El diésel tiene una demanda del transporte e industrial menos flexible que la de los consumidores. Sube el doble que la gasolina, que se incrementa un 10,1% en el mismo periodo. En su caso ha pasado de los 1,478 euros el litro a los 1,628 euros el litro, más estable las últimas jornadas. Con el panorama actual, el diésel es más caro que la gasolina, algo que no se había dado en todo el año.
“En situaciones de tensión geopolítica, el mercado suele penalizar antes al diésel porque es el combustible más crítico para el funcionamiento de la economía real. Es el que utilizan el transporte pesado, la logística, la agricultura o buena parte de la maquinaria industrial. Sube más que la gasolina porque es el más expuesto a cualquier tensión en el comercio internacional de energía”, plantea Manel Montero, director general de Grupo Moure, propietaria de las gasolineras low cost Autonetoil.
En su caso, “no depende únicamente del precio del crudo, sino también de la disponibilidad de destilados medios en el mercado global”, sigue. En el Viejo Continente golpea más, porque “es deficitario en gasóleo y depende en gran medida de importaciones de producto refinado o de componentes para producirlo. Cualquier incertidumbre en rutas marítimas clave o en el suministro internacional tiene un impacto más rápido en el precio del diésel que en el de la gasolina”, resume.

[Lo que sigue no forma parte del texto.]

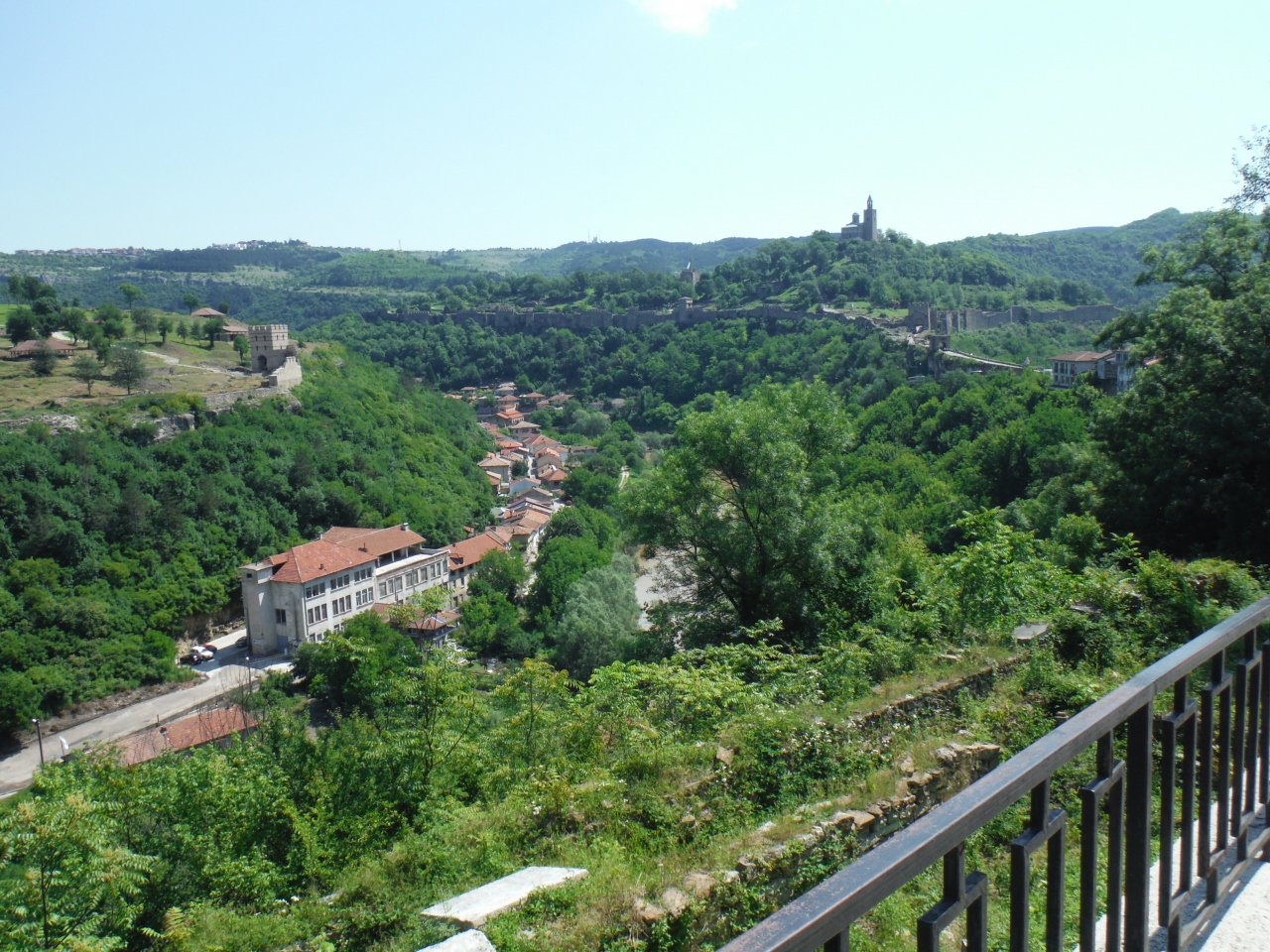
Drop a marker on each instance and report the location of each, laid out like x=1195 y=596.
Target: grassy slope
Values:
x=198 y=371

El diésel, entre el papel clave y la dependencia europea
El precio del petróleo se ha enfilado este lunes por encima de los 100 dólares el barril por primera vez desde el 2022, y acumula una subida del 40% desde finales de febrero. Según datos de la Asociación de la Industria del Combustible de España (AICE), el coste al por mayor supone entre un 42% y un 50% del precio final. En el caso del diésel, es el 50%, por lo que los vaivenes del mercado mayorista le afectan más. El resto se divide entre impuestos -llegan a pesar un 44% en la gasolina y un 39% en el diésel- y costes de distribución y márgenes.
Según un análisis de Facua, hasta el pasado viernes, entre las principales cadenas de gasolineras Repsol era la que más había incrementado los precios desde el inicio de la guerra, seguida de Moeve, BP y Galp. En algunos casos, señalan que ya hay gasolineras en las que el diésel y la gasolina han perforado los 2 euros por litro.